Evolfo is the sound that breaks through the fuzz on the low end of your radio dial and echoes out the back door of a pink neon lit bar. Mainstays of New York City’s clubs and DIY spaces, as well as the finest basement venues coast to coast, Evolfo has cut adventurous tracks through the U.S., gaining initiates and devotees every time they cram onto a stage and deliver their raucous live show. Last of the Acid Cowboys, the band’s debut LP, melts down decades worth of eclectic and bizarro records and puts on wax a house shaking mix of garage rock, psych soul, spiritual funk and ecstatic freakout. Like the faithful crate-diggers who have come before them, Evolfo mined the past for sounds and grooves that history left on the shelf. When they breathe their smoke into these forms, it produces something new.
“The process of writing and recording Last of the Acid Cowboys was a lot of unlearning for me. My main focus was trying to reconnect with the untainted excitement I had for music as a teenager. Every artist I look up to defies categorization and I think that’s because they all concern themselves solely with making the music, and not labeling it from the get go,” said keyboardist and vocalist Rafferty Swink. “It might sound obvious, but these limitations are hammered into your head as an unknown artist and it’s only after you put both middle fingers up that you can make something real.”

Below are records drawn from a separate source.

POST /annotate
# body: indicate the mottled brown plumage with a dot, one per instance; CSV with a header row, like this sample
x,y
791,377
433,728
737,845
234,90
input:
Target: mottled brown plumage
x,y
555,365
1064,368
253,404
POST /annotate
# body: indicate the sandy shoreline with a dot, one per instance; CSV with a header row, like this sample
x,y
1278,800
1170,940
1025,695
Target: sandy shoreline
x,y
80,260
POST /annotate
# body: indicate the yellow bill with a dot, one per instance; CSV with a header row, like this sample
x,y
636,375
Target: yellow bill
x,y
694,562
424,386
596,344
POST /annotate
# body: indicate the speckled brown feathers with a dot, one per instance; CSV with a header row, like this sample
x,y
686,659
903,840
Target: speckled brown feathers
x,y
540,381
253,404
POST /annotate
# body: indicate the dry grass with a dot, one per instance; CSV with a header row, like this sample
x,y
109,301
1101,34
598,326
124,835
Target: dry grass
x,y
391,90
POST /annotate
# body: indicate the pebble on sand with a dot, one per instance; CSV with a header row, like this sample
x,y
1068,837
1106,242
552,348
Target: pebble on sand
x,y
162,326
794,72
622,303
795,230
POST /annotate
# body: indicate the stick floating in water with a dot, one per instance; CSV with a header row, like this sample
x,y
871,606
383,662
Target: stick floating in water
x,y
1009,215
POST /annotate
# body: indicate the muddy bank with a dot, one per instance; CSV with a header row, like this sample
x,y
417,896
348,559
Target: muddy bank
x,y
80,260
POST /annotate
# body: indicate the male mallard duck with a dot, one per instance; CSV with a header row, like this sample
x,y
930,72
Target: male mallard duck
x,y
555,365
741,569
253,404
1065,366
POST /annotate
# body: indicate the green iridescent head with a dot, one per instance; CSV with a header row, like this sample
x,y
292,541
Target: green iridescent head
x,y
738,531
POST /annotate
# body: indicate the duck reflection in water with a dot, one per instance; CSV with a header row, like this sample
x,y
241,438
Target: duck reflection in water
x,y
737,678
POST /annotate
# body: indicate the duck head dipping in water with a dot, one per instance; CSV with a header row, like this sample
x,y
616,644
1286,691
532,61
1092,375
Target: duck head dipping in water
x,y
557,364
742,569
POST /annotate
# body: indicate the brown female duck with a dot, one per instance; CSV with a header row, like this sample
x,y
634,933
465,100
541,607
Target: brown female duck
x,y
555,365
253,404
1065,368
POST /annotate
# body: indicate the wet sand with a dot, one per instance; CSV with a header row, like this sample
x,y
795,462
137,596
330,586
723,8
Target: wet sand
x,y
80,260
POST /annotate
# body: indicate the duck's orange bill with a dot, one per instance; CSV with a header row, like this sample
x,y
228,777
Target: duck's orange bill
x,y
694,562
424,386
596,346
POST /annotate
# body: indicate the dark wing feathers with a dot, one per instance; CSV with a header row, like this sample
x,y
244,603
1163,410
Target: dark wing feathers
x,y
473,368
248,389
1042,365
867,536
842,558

With a guitar sound soaked in the gunk that drips down from an elevated subway train and a fire-breathing horn section, this Brooklyn septet plays garage-soul with the force of the Devil’s belly laugh and the groove of a New Orleans second line. They’re The Stooges playing along to Bitches Brew; Shuggie Otis soundtracking a Spaghetti Western; “Louie Louie” and a bottle of champagne.